Thomas notes that there has been an increase in federal government funding over the past four years, but more money is needed to save lives. To fully fund Gavi, the global vaccine alliance, this year would take $275 million of federal dollars and that would help immunize 8.7 million children.

The investment can have benefits beyond one specific disease. “All of these different programs build on each other,” says Lange. “In our measles work, we rely on infrastructure that the polio program has funded.”

In addition, establishing the framework needed to deliver vaccinations within developing countries can be invaluable in combatting other diseases, including those we may not yet know about. Lange described how officials were able to quickly stop the spread of Ebola in Nigeria using assets and networks that had already been established by the Global Polio Eradication Initiative.

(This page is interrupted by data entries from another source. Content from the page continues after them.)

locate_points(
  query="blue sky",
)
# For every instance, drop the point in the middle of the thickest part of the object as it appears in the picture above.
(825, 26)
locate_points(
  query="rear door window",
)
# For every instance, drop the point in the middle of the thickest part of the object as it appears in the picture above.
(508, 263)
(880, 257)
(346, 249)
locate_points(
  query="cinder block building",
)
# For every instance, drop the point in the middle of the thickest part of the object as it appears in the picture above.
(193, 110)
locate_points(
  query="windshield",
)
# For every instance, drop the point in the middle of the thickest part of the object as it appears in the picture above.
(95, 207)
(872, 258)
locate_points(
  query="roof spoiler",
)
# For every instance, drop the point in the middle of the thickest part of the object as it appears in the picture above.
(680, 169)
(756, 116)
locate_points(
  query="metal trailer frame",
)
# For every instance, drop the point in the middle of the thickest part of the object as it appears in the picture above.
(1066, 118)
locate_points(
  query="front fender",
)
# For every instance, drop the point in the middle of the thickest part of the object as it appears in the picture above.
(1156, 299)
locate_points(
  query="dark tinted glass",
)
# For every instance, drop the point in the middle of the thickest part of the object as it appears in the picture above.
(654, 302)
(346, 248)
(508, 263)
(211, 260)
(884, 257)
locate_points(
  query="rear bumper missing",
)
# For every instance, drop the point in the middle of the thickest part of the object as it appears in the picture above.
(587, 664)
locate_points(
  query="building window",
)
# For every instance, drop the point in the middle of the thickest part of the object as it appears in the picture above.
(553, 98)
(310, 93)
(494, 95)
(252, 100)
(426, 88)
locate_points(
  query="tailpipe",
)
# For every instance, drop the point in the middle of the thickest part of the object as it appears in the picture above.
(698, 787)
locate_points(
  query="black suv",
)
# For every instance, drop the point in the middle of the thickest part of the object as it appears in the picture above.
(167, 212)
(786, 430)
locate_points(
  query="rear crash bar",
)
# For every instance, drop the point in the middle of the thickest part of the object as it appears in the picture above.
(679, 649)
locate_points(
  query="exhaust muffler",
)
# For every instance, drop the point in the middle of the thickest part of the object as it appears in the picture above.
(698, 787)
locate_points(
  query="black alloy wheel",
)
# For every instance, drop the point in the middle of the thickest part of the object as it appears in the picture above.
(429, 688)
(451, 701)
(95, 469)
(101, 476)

“We want to protect children, whether they are our children or they live thousands of miles away and we’ve never met. These children are no different from the children in our own lives and they lack the access to basic health services that our children have. It comes down to a question of access,” Thomas says.

She explains, “When I talk to a mother in Chicago about a question of access and talk to a mom in Mozambique about access, I get completely different answers. Some women are walking 25 miles that day to get a vaccine, as opposed to American parents who get a call from their doctor … Improving access to vaccines globally is an opportunity to relate to another parent who wants to protect her child.”

Increased access to vaccines benefits not only today’s parents and children, but future generations as well. Lange has worked tirelessly on polio eradication, and he says that they are close to the goal, with polio remaining in only two countries, Afghanistan and Pakistan. The existence of polio anywhere, however, is a threat everywhere. That is why the ultimate goal is always eradication.

“There is something very exciting about the conception of eradication because eradication is forever,” explains Lange. “It’s not just the matter of reducing cases, but eradication is the lasting benefit to humanity for generations and generations to come.”